The first experiments were conducted by Russian scientists in the sixties who confirmed that some light yellow diamonds turned colorless when heated to temperatures of up to 1200°C under pressures reaching 5500 bar. This first research also showed that light green and yellow-green diamonds turned a deeper shade of green.
During the 1970s General Electric researchers worked on the treatment, resulting in two United States patents by the end of the decade. In 1983 De Beers followed with a patent resulting from their own research. The overall focus was on decolorizing off-color diamonds.
Developments continued into the 1990s without any large-scale commercial application until March 1999 when GE and Lazare Kaplan International, announced the commercial use of the HPHT process to remove color from yellow to brown type IIa diamonds. These two companies agreed to laser inscribe the treated diamonds in order to allow the trade to distinguish the treated product from naturally (un)colored stones.

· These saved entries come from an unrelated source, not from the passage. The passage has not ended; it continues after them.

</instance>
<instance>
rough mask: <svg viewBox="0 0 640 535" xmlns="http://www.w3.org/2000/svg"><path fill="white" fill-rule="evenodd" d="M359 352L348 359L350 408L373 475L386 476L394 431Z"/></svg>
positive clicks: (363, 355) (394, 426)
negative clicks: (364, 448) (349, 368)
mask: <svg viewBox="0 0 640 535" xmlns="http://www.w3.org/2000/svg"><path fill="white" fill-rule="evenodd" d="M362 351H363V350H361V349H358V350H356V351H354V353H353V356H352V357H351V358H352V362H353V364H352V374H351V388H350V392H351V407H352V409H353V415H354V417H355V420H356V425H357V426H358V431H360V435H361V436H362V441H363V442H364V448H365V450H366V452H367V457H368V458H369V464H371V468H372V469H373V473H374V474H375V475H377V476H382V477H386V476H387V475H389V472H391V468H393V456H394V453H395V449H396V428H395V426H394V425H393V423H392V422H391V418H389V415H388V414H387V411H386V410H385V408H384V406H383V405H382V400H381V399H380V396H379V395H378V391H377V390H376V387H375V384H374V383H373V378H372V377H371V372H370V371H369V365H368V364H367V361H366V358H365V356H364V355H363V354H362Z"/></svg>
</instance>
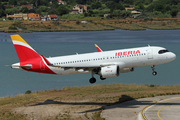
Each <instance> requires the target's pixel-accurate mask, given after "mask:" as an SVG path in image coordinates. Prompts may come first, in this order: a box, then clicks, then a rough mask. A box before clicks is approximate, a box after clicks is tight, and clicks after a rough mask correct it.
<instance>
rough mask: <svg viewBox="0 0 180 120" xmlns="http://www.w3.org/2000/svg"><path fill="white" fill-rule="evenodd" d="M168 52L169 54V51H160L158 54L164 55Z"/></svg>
mask: <svg viewBox="0 0 180 120" xmlns="http://www.w3.org/2000/svg"><path fill="white" fill-rule="evenodd" d="M166 52H169V51H168V50H160V51H159V52H158V53H159V54H163V53H166Z"/></svg>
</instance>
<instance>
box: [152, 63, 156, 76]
mask: <svg viewBox="0 0 180 120" xmlns="http://www.w3.org/2000/svg"><path fill="white" fill-rule="evenodd" d="M151 68H152V71H153V72H152V74H153V75H154V76H155V75H157V72H156V71H154V70H155V65H153V66H151Z"/></svg>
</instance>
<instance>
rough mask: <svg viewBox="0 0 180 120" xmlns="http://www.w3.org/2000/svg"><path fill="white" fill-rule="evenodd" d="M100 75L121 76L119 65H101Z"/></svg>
mask: <svg viewBox="0 0 180 120" xmlns="http://www.w3.org/2000/svg"><path fill="white" fill-rule="evenodd" d="M100 75H101V76H102V78H110V77H117V76H119V67H118V66H117V65H111V66H105V67H101V71H100Z"/></svg>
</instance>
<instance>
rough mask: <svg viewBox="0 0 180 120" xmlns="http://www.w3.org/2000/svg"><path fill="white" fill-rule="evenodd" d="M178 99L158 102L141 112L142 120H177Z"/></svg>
mask: <svg viewBox="0 0 180 120" xmlns="http://www.w3.org/2000/svg"><path fill="white" fill-rule="evenodd" d="M179 105H180V97H173V98H170V99H166V100H162V101H159V102H158V103H156V104H153V105H149V106H148V107H146V108H145V109H143V110H142V111H141V116H142V118H143V119H144V120H171V119H172V120H179V119H180V114H179V111H180V107H179Z"/></svg>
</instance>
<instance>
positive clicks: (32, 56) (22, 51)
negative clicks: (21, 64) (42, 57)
mask: <svg viewBox="0 0 180 120" xmlns="http://www.w3.org/2000/svg"><path fill="white" fill-rule="evenodd" d="M11 39H12V42H13V44H14V47H15V49H16V53H17V55H18V58H19V60H20V62H25V61H27V60H29V59H33V58H40V55H39V54H38V53H37V52H36V51H35V50H34V49H33V48H32V47H31V46H30V45H29V44H28V43H27V42H26V41H25V40H24V39H23V38H22V37H21V36H20V35H11Z"/></svg>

The methods and exact treatment process remained a mystery and the trade was left in confusion until 2000 when various reports on HPHT diamond enhancement were published in gemological magazines. Research and experiments continue to this day and since 2000 it has become clear that HPHT in combination with irradiation can produce a vast range of colors.
This treatment is completely stable and, in a perfect world, easily detected because of the inscription on the girdle of treated stones. When such an inscription isn’t present advanced spectral analysis in a well-equipped gemological laboratory is needed to detect the treatment.